Ne pouvant utiliser les chiens, sur un sol surchauffé qui « brûle »
les fumets et a dégénéré les flairs, ils excellent à repérer et à identifier le
moindre indice ancien ou récent.
Marcheurs infatigables, avec une outre d'eau, quelques noix
de kola et un petit sac de cacahuètes qu'ils renouvellent, à l'occasion, en
faisant un détour dans quelque village, ils peuvent suivre pendant des jours
une trace intéressante. Lorsqu'ils ont repéré le gîte, ils vont chercher aide
s'il y a lieu ; l'animal encerclé est percé de mille coups. On danse alors
la cannibale ; on découpe en lanières la viande à emporter qu'on fait
sécher et fumer, et on dévore à belles dents.
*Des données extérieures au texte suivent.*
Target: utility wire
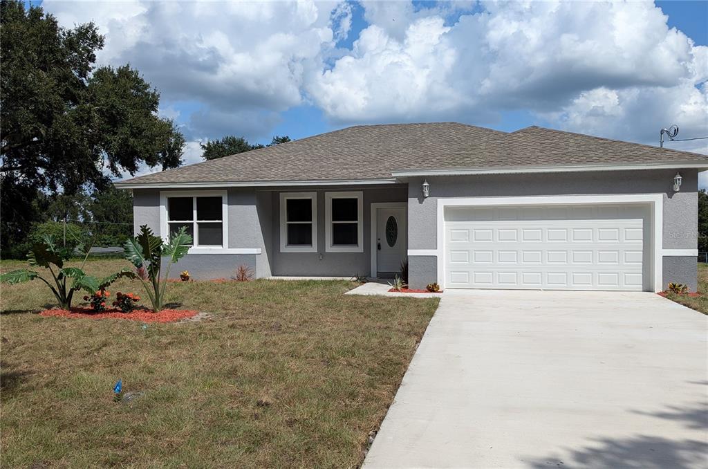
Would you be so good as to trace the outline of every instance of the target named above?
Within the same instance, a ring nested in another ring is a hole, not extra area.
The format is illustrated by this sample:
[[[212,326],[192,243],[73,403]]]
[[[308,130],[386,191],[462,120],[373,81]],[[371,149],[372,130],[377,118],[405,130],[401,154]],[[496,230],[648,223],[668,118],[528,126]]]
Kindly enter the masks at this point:
[[[91,220],[76,220],[74,218],[66,218],[67,222],[78,222],[79,223],[101,223],[102,225],[127,225],[132,226],[132,223],[120,223],[119,222],[96,222]]]

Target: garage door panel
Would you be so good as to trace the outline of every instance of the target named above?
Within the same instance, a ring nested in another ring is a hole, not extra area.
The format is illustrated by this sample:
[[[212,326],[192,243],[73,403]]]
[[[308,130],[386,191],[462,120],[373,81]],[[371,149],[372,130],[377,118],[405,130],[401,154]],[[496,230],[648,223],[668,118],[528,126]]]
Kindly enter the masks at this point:
[[[446,221],[449,288],[642,289],[646,208],[475,212],[457,208]]]

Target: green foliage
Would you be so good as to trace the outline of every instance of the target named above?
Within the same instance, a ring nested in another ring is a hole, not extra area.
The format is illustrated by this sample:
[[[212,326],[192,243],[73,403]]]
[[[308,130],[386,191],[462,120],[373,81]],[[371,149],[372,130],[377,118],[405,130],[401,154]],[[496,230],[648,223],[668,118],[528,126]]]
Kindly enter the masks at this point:
[[[84,246],[81,246],[79,249],[86,250]],[[54,236],[45,234],[41,241],[33,245],[27,257],[30,266],[43,267],[49,271],[51,276],[45,276],[45,278],[36,271],[19,269],[0,275],[0,282],[13,285],[38,278],[50,288],[59,305],[63,309],[69,310],[72,307],[74,293],[76,291],[84,290],[93,295],[97,290],[105,288],[118,278],[121,277],[134,278],[136,276],[132,271],[123,269],[100,281],[96,277],[86,275],[83,269],[64,266],[64,261],[68,260],[73,253],[73,249],[59,246]]]
[[[132,193],[113,186],[94,194],[88,205],[86,223],[93,232],[96,246],[122,246],[132,237]]]
[[[406,282],[404,282],[403,278],[396,275],[395,277],[394,277],[393,283],[389,283],[389,286],[390,286],[396,291],[401,291],[401,290],[408,286],[408,283]]]
[[[683,295],[688,291],[688,286],[684,285],[683,283],[675,283],[673,282],[670,282],[668,284],[668,289],[672,293]]]
[[[5,283],[15,285],[16,283],[24,283],[25,282],[31,281],[38,276],[39,276],[38,272],[35,272],[35,271],[28,271],[25,269],[21,269],[19,270],[3,273],[0,276],[0,279],[1,279],[1,281]]]
[[[437,282],[433,282],[432,283],[428,283],[426,286],[426,290],[433,293],[437,293],[440,290],[440,286],[438,285]]]
[[[708,193],[698,191],[698,250],[708,251]]]
[[[401,280],[406,285],[408,285],[408,261],[401,263]]]
[[[94,67],[103,47],[93,23],[66,29],[40,6],[0,3],[4,257],[21,253],[31,227],[51,213],[79,216],[81,205],[68,199],[51,207],[59,192],[70,198],[103,190],[106,170],[118,176],[142,163],[181,164],[184,137],[158,116],[159,94],[128,65]]]
[[[273,147],[281,143],[290,142],[290,137],[287,135],[280,137],[275,135],[273,137],[268,145],[263,145],[260,143],[249,143],[243,137],[236,137],[235,135],[227,135],[217,140],[207,140],[206,143],[200,143],[204,153],[202,157],[205,159],[216,159],[222,157],[227,157],[231,154],[237,154],[244,152],[250,152],[252,149],[264,148],[265,147]]]
[[[125,259],[135,266],[136,269],[144,269],[147,273],[147,278],[139,276],[136,278],[145,288],[154,312],[162,310],[170,267],[187,254],[191,244],[192,237],[187,234],[184,227],[164,243],[147,225],[140,227],[137,236],[125,242]],[[161,275],[163,256],[167,258],[167,269],[164,276]]]
[[[57,244],[64,245],[64,222],[45,222],[38,223],[32,227],[28,237],[31,244],[40,243],[47,236],[51,236],[57,240]],[[88,233],[83,227],[76,223],[67,223],[67,247],[73,249],[79,244],[84,243],[88,239]]]

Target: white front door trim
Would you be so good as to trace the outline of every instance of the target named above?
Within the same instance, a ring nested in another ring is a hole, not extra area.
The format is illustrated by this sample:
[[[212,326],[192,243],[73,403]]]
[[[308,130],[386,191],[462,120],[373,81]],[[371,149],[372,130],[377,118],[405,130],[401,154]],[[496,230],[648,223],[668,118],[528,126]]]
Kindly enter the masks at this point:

Un de leurs procédés de cuisson, qui est pour eux le grand
régal, est assez curieux. Il consiste à creuser un trou dans le sol et à y
faire du feu assez longtemps ; après quoi, on y introduit un petit animal
non écorché ni vidé, ou un morceau de viande plié dans de la peau. On recouvre
le tout d'une pierre très chaude qu'on enfouit à son tour sous de la terre, et
on attend en dansant ... C'est en somme un « étouffé », comme
diraient nos bonnes cuisinières qui s'y connaissent. Quand cela est bien cuit,
la peau bien grillée et noire se détache comme une pelure d'oignon, et une
belle chair rose, fumante, odorante et tentante apparaît. Si on n'a pas de sel,
on met un peu de cendre. C'est délicieux. Essayez ...
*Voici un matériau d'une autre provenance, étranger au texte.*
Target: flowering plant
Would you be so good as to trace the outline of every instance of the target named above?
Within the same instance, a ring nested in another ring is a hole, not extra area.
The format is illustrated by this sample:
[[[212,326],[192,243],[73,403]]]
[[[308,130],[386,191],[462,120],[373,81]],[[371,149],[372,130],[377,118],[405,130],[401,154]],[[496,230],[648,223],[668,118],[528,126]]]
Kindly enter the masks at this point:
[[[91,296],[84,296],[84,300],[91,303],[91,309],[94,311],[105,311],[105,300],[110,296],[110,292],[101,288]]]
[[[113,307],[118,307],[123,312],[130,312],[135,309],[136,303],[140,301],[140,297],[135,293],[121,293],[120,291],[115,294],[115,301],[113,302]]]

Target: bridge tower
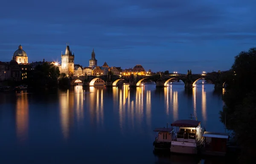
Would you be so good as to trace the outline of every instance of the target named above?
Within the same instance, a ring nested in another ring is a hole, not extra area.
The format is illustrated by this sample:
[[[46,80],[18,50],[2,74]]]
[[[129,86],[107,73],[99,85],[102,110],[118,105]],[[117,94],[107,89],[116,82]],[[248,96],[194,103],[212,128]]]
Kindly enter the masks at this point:
[[[75,54],[70,48],[69,44],[67,44],[65,54],[61,52],[61,73],[65,73],[69,77],[74,75],[74,60]]]

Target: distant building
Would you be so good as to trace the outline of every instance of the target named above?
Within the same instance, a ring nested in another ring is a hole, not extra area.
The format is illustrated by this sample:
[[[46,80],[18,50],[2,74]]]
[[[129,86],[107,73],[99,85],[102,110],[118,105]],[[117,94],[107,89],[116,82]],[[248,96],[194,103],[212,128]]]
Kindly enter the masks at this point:
[[[68,76],[74,75],[74,60],[75,54],[70,49],[69,45],[67,45],[65,54],[61,52],[61,73],[65,73]]]
[[[112,67],[110,68],[110,70],[115,75],[119,75],[122,72],[121,67]]]
[[[74,65],[74,76],[83,76],[83,67],[79,64]]]
[[[131,74],[145,75],[146,74],[144,68],[140,65],[135,65],[133,68],[125,69],[122,73],[127,75]]]
[[[5,63],[0,62],[0,81],[5,79],[6,65]]]
[[[22,46],[20,45],[19,48],[13,54],[12,60],[15,60],[18,64],[27,64],[29,62],[28,57],[26,53],[22,49]]]
[[[95,52],[94,52],[94,48],[93,49],[93,51],[91,54],[91,59],[89,60],[89,67],[94,67],[97,66],[97,60],[95,59]]]
[[[108,68],[107,67],[96,66],[92,69],[92,75],[93,76],[107,75],[108,72]]]
[[[91,76],[92,74],[92,67],[84,67],[83,69],[83,76]]]

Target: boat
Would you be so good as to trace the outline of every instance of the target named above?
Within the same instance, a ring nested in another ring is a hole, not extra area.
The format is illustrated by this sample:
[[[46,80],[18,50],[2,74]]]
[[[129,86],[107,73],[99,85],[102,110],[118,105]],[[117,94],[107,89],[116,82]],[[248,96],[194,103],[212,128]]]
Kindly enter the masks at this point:
[[[203,136],[205,142],[200,150],[202,155],[226,156],[230,138],[229,133],[205,132]]]
[[[200,121],[192,119],[179,120],[172,123],[172,128],[176,127],[177,133],[177,139],[172,141],[171,152],[197,154],[204,141],[203,134],[206,131],[201,127],[201,124]]]
[[[13,88],[11,87],[7,86],[4,87],[0,87],[0,92],[5,92],[8,91],[14,90],[15,88]]]
[[[28,86],[27,85],[20,85],[16,87],[16,90],[24,90],[27,89]]]
[[[155,141],[153,143],[154,150],[169,152],[172,141],[176,137],[176,132],[173,129],[168,127],[157,128],[154,131],[156,132]]]

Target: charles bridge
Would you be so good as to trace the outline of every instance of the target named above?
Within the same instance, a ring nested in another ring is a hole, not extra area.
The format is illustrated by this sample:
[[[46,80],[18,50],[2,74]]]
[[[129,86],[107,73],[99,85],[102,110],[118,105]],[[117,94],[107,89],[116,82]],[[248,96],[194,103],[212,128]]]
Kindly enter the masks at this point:
[[[172,79],[176,79],[183,81],[185,84],[185,88],[189,88],[194,87],[198,80],[204,79],[211,81],[214,85],[215,88],[222,88],[227,80],[228,76],[232,74],[229,71],[221,72],[219,71],[218,72],[213,72],[206,74],[192,74],[191,70],[188,70],[187,74],[86,76],[74,77],[71,80],[71,85],[75,85],[74,82],[79,79],[82,81],[83,85],[84,87],[93,86],[95,81],[101,79],[105,81],[106,87],[116,86],[119,81],[123,80],[129,83],[129,87],[140,87],[143,82],[151,81],[156,83],[156,87],[160,88],[166,87],[168,82],[171,82]]]

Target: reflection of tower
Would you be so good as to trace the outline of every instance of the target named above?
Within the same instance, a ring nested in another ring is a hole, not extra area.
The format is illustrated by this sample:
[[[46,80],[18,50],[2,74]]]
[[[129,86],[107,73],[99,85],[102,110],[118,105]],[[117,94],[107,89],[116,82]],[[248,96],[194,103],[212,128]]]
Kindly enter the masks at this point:
[[[196,88],[194,87],[192,89],[193,91],[193,107],[194,107],[194,115],[195,116],[196,116],[196,94],[195,94],[195,90]]]
[[[59,96],[60,102],[60,114],[62,133],[67,139],[69,134],[69,127],[73,123],[74,116],[74,93],[67,91]]]
[[[178,119],[178,92],[173,92],[173,120],[176,120]]]
[[[65,54],[61,52],[61,73],[67,76],[72,76],[74,74],[74,60],[75,55],[70,49],[69,45],[67,45]]]
[[[151,92],[150,90],[147,90],[146,99],[146,117],[147,124],[149,127],[151,127]]]
[[[172,85],[171,85],[170,87],[172,87]],[[164,88],[164,94],[165,94],[165,96],[164,96],[164,98],[165,99],[166,99],[165,100],[166,101],[166,114],[167,115],[169,115],[169,108],[170,107],[170,106],[169,105],[169,87],[166,87]]]
[[[97,124],[99,124],[100,121],[101,123],[103,122],[103,86],[90,87],[90,92],[91,93],[86,94],[89,98],[85,98],[87,101],[86,104],[89,105],[90,119],[91,123],[93,124],[95,123],[95,118],[96,118]]]
[[[204,121],[206,121],[206,93],[204,91],[204,86],[202,85],[202,116]]]
[[[20,141],[27,138],[29,126],[29,102],[27,95],[21,93],[17,97],[16,106],[16,133]]]
[[[75,87],[75,94],[76,94],[76,113],[78,121],[80,121],[84,117],[84,100],[83,86],[77,85]]]

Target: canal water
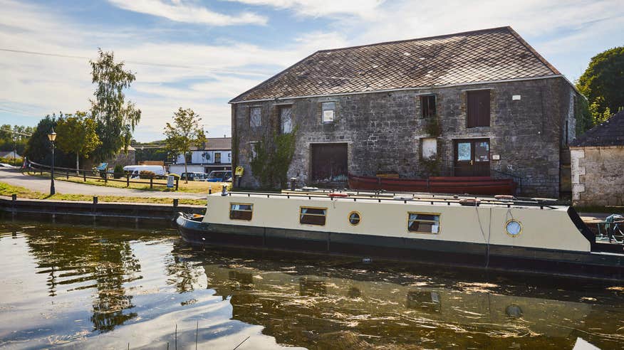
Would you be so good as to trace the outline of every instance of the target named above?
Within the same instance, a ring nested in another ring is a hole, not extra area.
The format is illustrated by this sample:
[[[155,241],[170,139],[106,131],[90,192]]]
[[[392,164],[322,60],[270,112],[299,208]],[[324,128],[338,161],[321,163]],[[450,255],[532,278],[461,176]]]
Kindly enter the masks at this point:
[[[0,348],[601,349],[624,287],[0,223]]]

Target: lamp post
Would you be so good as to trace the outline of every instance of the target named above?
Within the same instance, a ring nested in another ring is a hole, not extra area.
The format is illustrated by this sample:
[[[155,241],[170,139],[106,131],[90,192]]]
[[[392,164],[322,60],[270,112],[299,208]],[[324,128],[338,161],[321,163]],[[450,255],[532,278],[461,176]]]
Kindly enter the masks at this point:
[[[53,196],[56,191],[54,190],[54,140],[56,139],[56,133],[54,132],[54,128],[52,128],[52,131],[48,134],[48,139],[50,140],[50,143],[52,144],[52,168],[51,171],[50,171],[50,196]]]

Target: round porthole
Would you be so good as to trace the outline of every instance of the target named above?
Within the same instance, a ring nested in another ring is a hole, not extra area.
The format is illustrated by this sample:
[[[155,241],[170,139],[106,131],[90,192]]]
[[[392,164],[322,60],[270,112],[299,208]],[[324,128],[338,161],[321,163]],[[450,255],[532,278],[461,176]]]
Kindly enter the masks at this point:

La réglementation de la chasse ne fait pas l'objet d'une
surveillance très rigoureuse. En dehors des grands centres, faute de moyens
d'investigation qui seraient plus onéreux que lucratifs, le Service des
contributions indirectes, qui est aussi clairvoyant qu'ailleurs, semble fermer
les yeux et on l'en remercie. Toutefois, certaines variétés de gros animaux,
particulièrement vulnérables lors de leurs passages saisonniers, en des lieux
bien déterminés, ne tarderaient pas à disparaître sans une protection aussi
efficace que possible.
Aux chasseurs européens qui viennent faire campagne, on
délivre un permis de « grande chasse » qui donne droit à inscrire au
« tableau » un certain nombre de girafes, éléphants, hippopotames,
grosses antilopes, etc. En percevant leur redevance, on demande gentiment à ces
messieurs de ne pas abuser, et on leur dit : « Monsieur, si un jour
votre bourse est assez gonflée pour venir faire ici le « coup de feu »,
vous voudrez certainement en emporter quelques « massacres » bien
encornés, pour « épater » votre dame et vos amis. Permettez-moi alors
de vous donner la recette de Tanga, pour que vos trophées puissent faire « bonne
figure » au-dessus de votre salon particulier.
» Ne vous amusez pas à les faire bouillir et à les
gratter pendant trois jours ; déposez-les sur une bonne fourmilière de ces
gentils « magnans » à l'appétit aussi robuste que leurs mandibules ;
recouvrez-les d'un buisson bien rébarbatif, que vous surchargerez de lourdes
pierres, pour que l'hyène ou le fourmilier ne vous fasse aucune « entourloupette » ...
Revenez les chercher deux jours après ... Badigeonnez de formol si vous en
avez, et emballez ... Attention ! A l'emballage, demandez à votre
permis de vous faire le compte ... Merci !
J. GRAND.
(1) Animal rôti d'une seule pièce sur une broche de bois.